You need to own what is yours by grace. You need to know who you are in Christ. You need to be clear about what this Savior has for you in living the Christian life.

Faith looks at all that the grace of God has done: God has made a covenant for you, He has sent His Son to redeem you and He gives His Spirit to empower you, and says, “This is mine!” Repentance begins when I own what is mine by nature. Faith begins when I own what is mine by grace.

The Drama of this Moment

A new generation stands on the verge of Jordan. Which way will they go? Will they follow what is in them by nature? Or will they receive what is theirs by grace?

What about you? Will you follow the impulse to hear God’s Word or will you follow the impulse of unbelief that is in you? Will you spend your life praising God or will you treat Him with contempt? Will you own what is in you, by nature, or will you spend your life blaming others and end up under the wrath of God?

I know that as soon as the preacher uses the words “repentance” and “faith,” its natural for many of us to say, “he’s talking about what unbelievers need to do to become Christians.” That’s true, but there’s more to it than that.  Repentance and faith are not only what unbelievers do to become Christians. Repentance and faith are what believers do to live as Christians. Otherwise, all you have is a decision that leaves you fundamentally unchanged.

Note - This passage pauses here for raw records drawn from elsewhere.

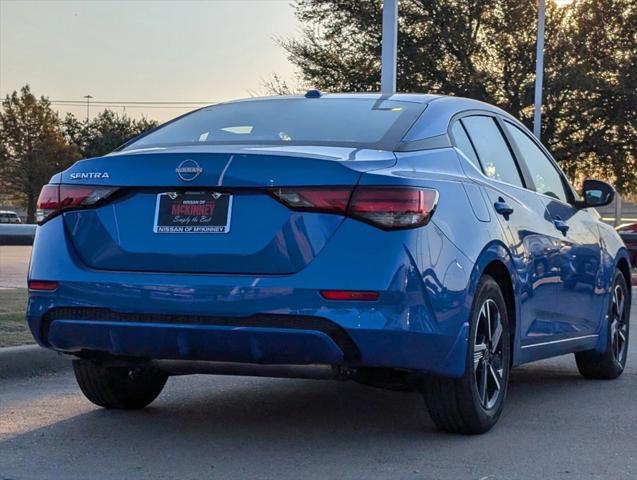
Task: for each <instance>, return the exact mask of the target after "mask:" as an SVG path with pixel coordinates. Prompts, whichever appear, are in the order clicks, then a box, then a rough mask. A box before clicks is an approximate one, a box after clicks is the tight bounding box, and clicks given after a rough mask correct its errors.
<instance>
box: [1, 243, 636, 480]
mask: <svg viewBox="0 0 637 480" xmlns="http://www.w3.org/2000/svg"><path fill="white" fill-rule="evenodd" d="M0 249H1V250H0V272H1V273H2V275H0V279H1V281H0V286H23V285H22V283H21V282H24V280H23V279H24V277H23V276H22V277H20V276H21V275H24V272H25V271H26V265H25V262H24V260H22V262H20V261H18V260H17V259H19V258H22V259H24V258H25V256H28V250H26V249H28V247H0ZM7 249H9V250H7ZM19 249H22V250H21V251H19ZM7 266H8V267H7ZM16 284H19V285H16ZM636 290H637V289H634V293H635V291H636ZM633 298H634V301H633V304H635V302H637V295H634V296H633ZM636 324H637V307H636V308H633V313H632V317H631V328H632V330H633V332H637V330H635V329H636V328H637V325H636ZM635 345H636V342H633V344H632V345H631V347H630V352H629V360H628V366H627V369H626V371H625V372H624V375H623V376H622V377H621V378H619V379H618V380H614V381H591V380H585V379H584V378H582V377H580V375H579V374H578V373H577V369H576V367H575V362H574V360H573V356H572V355H568V356H564V357H560V358H557V359H551V360H548V361H543V362H537V363H534V364H531V365H527V366H524V367H522V368H518V369H516V370H514V372H513V374H512V380H511V387H510V390H509V395H508V398H507V403H506V407H505V411H504V414H503V416H502V418H501V419H500V422H499V423H498V425H496V427H495V428H494V429H493V430H492V431H491V432H490V433H488V434H485V435H481V436H474V437H465V436H458V435H450V434H446V433H442V432H438V431H436V430H435V428H434V425H433V423H432V422H431V420H430V419H429V416H428V415H427V412H426V409H425V405H424V401H423V400H422V398H421V397H420V395H418V394H416V393H404V392H390V391H385V390H380V389H375V388H371V387H364V386H361V385H358V384H355V383H352V382H335V381H318V380H282V379H264V378H252V377H222V376H217V377H215V376H202V375H194V376H183V377H173V378H171V379H169V381H168V384H167V386H166V389H165V390H164V392H163V393H162V395H161V396H160V397H159V398H158V399H157V400H156V401H155V402H154V403H153V404H152V405H151V406H150V407H149V408H147V409H145V410H142V411H136V412H123V411H107V410H102V409H100V408H98V407H95V406H94V405H92V404H91V403H89V402H88V401H87V400H85V399H84V397H83V396H82V394H81V393H80V391H79V389H78V387H77V386H76V384H75V380H74V378H73V376H72V374H70V373H69V372H65V373H59V374H55V375H43V376H39V377H34V378H22V379H8V380H0V480H9V479H11V480H23V479H29V480H31V479H64V480H75V479H78V480H79V479H82V480H85V479H95V480H102V479H118V480H120V479H122V480H125V479H153V480H155V479H180V480H182V479H183V480H189V479H223V480H226V479H277V480H279V479H281V480H286V479H294V480H299V479H321V480H331V479H352V480H368V479H370V480H371V479H392V480H394V479H420V480H424V479H427V480H433V479H435V480H445V479H453V480H461V479H475V480H518V479H520V480H522V479H523V480H530V479H568V480H588V479H599V480H615V479H622V480H623V479H637V352H635V350H636V349H637V347H635Z"/></svg>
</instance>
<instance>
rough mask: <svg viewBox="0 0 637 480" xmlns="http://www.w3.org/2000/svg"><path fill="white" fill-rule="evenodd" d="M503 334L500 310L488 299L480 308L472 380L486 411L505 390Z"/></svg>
mask: <svg viewBox="0 0 637 480" xmlns="http://www.w3.org/2000/svg"><path fill="white" fill-rule="evenodd" d="M502 331H503V329H502V315H501V313H500V308H499V307H498V304H497V303H496V302H495V301H494V300H493V299H490V298H489V299H487V300H485V301H484V303H483V304H482V306H481V307H480V311H479V313H478V319H477V325H476V330H475V337H474V344H473V345H474V347H473V373H474V375H473V376H474V379H475V382H476V388H477V390H478V395H479V396H480V404H481V405H482V407H483V408H484V409H486V410H490V409H492V408H493V407H494V406H495V405H496V403H497V402H498V399H499V398H500V395H501V393H502V391H503V388H504V380H503V377H504V362H503V353H502V344H503V341H504V339H503V336H502Z"/></svg>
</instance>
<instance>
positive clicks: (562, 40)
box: [281, 0, 637, 192]
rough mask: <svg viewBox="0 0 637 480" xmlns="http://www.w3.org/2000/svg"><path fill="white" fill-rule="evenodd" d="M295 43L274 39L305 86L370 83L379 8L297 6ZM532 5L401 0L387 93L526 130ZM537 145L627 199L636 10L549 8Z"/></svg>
mask: <svg viewBox="0 0 637 480" xmlns="http://www.w3.org/2000/svg"><path fill="white" fill-rule="evenodd" d="M296 9H297V12H296V14H297V17H298V18H299V20H300V21H301V23H302V24H303V25H304V28H303V30H302V35H301V37H300V38H298V39H287V40H283V41H282V42H281V44H282V46H283V47H284V48H285V49H286V50H287V52H288V55H289V58H290V60H291V61H292V62H293V63H294V64H295V65H296V66H297V67H298V68H299V73H300V77H301V79H302V81H303V83H305V85H306V86H310V85H311V86H315V87H317V88H320V89H322V90H326V91H378V90H379V88H380V51H381V46H380V43H381V15H382V10H381V1H380V0H361V1H357V2H351V1H347V0H300V1H298V2H297V3H296ZM536 17H537V10H536V5H535V2H534V1H531V0H526V1H520V0H401V1H400V2H399V35H398V65H397V85H398V90H399V91H405V92H410V91H415V92H431V93H443V94H450V95H460V96H467V97H471V98H476V99H479V100H483V101H486V102H489V103H493V104H496V105H498V106H500V107H501V108H503V109H504V110H506V111H508V112H509V113H511V114H512V115H514V116H516V117H518V118H520V119H521V120H522V121H523V122H524V123H526V124H527V126H531V121H532V115H533V100H534V99H533V85H534V81H535V71H534V70H535V34H536V22H537V20H536ZM546 18H547V24H546V43H545V52H546V57H545V90H544V107H543V128H542V139H543V141H544V142H545V143H546V144H547V146H549V148H551V149H552V151H553V152H554V153H555V155H556V157H557V158H558V160H560V161H561V164H562V166H563V168H564V169H565V171H566V172H567V173H568V174H569V175H570V176H571V177H572V178H573V179H575V180H578V179H579V178H578V177H580V176H582V175H585V174H593V175H599V176H603V177H606V178H608V179H610V180H614V181H615V183H616V186H617V187H618V189H619V190H620V191H623V192H630V191H633V192H637V164H636V162H637V160H636V154H635V148H636V145H637V131H636V129H635V115H636V113H635V112H636V111H637V97H636V95H637V93H636V92H637V78H636V76H637V64H636V62H637V60H636V58H635V56H636V52H637V36H636V35H635V31H637V24H636V22H637V6H636V5H635V1H634V0H577V1H576V2H575V3H574V4H572V5H571V6H569V7H565V8H558V7H557V6H556V5H555V4H554V3H553V2H551V1H549V3H548V11H547V16H546Z"/></svg>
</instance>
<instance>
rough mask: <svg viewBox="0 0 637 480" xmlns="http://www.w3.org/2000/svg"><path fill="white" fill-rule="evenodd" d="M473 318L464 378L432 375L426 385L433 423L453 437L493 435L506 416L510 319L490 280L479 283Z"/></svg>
mask: <svg viewBox="0 0 637 480" xmlns="http://www.w3.org/2000/svg"><path fill="white" fill-rule="evenodd" d="M470 318H471V328H470V331H469V339H468V342H467V346H468V352H467V366H466V369H465V374H464V375H463V376H462V377H461V378H458V379H453V378H444V377H438V376H431V377H428V378H427V379H426V381H425V382H424V383H423V395H424V397H425V402H426V404H427V408H428V410H429V414H430V416H431V418H432V420H433V421H434V423H435V424H436V426H437V427H438V428H440V429H441V430H446V431H448V432H452V433H464V434H477V433H484V432H487V431H489V430H490V429H491V428H492V427H493V426H494V425H495V423H496V422H497V421H498V418H499V417H500V414H501V413H502V408H503V405H504V398H505V396H506V392H507V387H508V384H509V371H510V368H511V367H510V366H511V344H510V333H509V319H508V316H507V309H506V303H505V301H504V296H503V295H502V290H501V289H500V287H499V286H498V284H497V283H496V281H495V280H494V279H493V278H492V277H490V276H489V275H484V276H483V277H482V279H481V280H480V282H479V283H478V287H477V290H476V295H475V298H474V302H473V306H472V308H471V317H470Z"/></svg>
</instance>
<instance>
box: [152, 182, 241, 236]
mask: <svg viewBox="0 0 637 480" xmlns="http://www.w3.org/2000/svg"><path fill="white" fill-rule="evenodd" d="M231 211H232V195H228V194H223V193H217V192H203V193H202V192H197V193H191V192H187V193H185V194H178V193H174V192H167V193H160V194H159V195H157V205H156V207H155V223H154V226H153V231H154V232H155V233H228V232H229V231H230V213H231Z"/></svg>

God calls us to a life of repentance and faith. That is, a life in which we are to sustain an ongoing struggle against what is in us by nature, by laying hold of what Christ has for us by grace.

If you are to live this Christian life, you need to be realistic about what is in you by nature. By nature, I am a rebel who treats God’s kindness with contempt, blames others for my problems, resists God’s Word and refuses to believe. All of that is in me. So, every day I have a fight on my hands.

If I am to live this Christian life, I need lay hold of all that Christ is for me. The Son of God loves me. He gave Himself for me. He reigns in heaven, and nothing happens to me unless it comes through His loving hand first.

I do not understand all that He does, allows or brings into my life. Nor do I expect to, because He is God in heaven and He sees the events of this world from eternity, and I am only a man on the earth in a little capsule of time. But I know that I can trust Him. I know that He is for me even in my darkest hour.

I know that I am forgiven. I am not under His wrath. I live in His mercy and I am never alone, because He walks beside me. By grace I have come to love Him, and to trust Him, and I count Him worthy of the supreme devotion and sacrifice of my life. That’s faith.

It is possible to be a Christian atheist:  A person who believes in God, but lives and acts as if He did not exist. You say you trust Him, but you don’t actually trust Him in anything that is happening in your life.  The folks who came out of Egypt received God’s promises, experienced His provision, and carried His name. But they lived, thought and acted in unbelief. It is one thing to profess faith—to say you believe. It’s another to speak and act and live with faith.

Last week, I had the joy of sharing an evening with a small group of pastors. There was someone from Moody, a couple of pastors from the city, and a few others. We had gathered to meet privately with an archbishop from Africa.  We spoke together about the challenges of ministry in America, the cultural tide that is against us, the shallowness of faith in so many churches. We heard about the pressures that our brothers and sisters are facing in Africa.

Lon Allison, who is the director of the Billy Graham Center in Wheaton, was there. After a while, he said, “You guys are depressing me. You seem to have forgotten that Jesus rose from the dead…” Then he launched into speaking about what the risen Christ is able to do for His people: How He had never failed his church, and never will.

It takes courage to say to a bunch of pastors, “You seem to have forgotten that Jesus Christ rose from the dead.” But when he did, the whole conversation was lifted

My prayer is that even now God would breathe faith into your soul, that you would see that in all your battles and in all your struggles, this Christ is for you. That you would embrace Him with faith in all you are facing today. That you would say, “If God is for me, who can be against me?”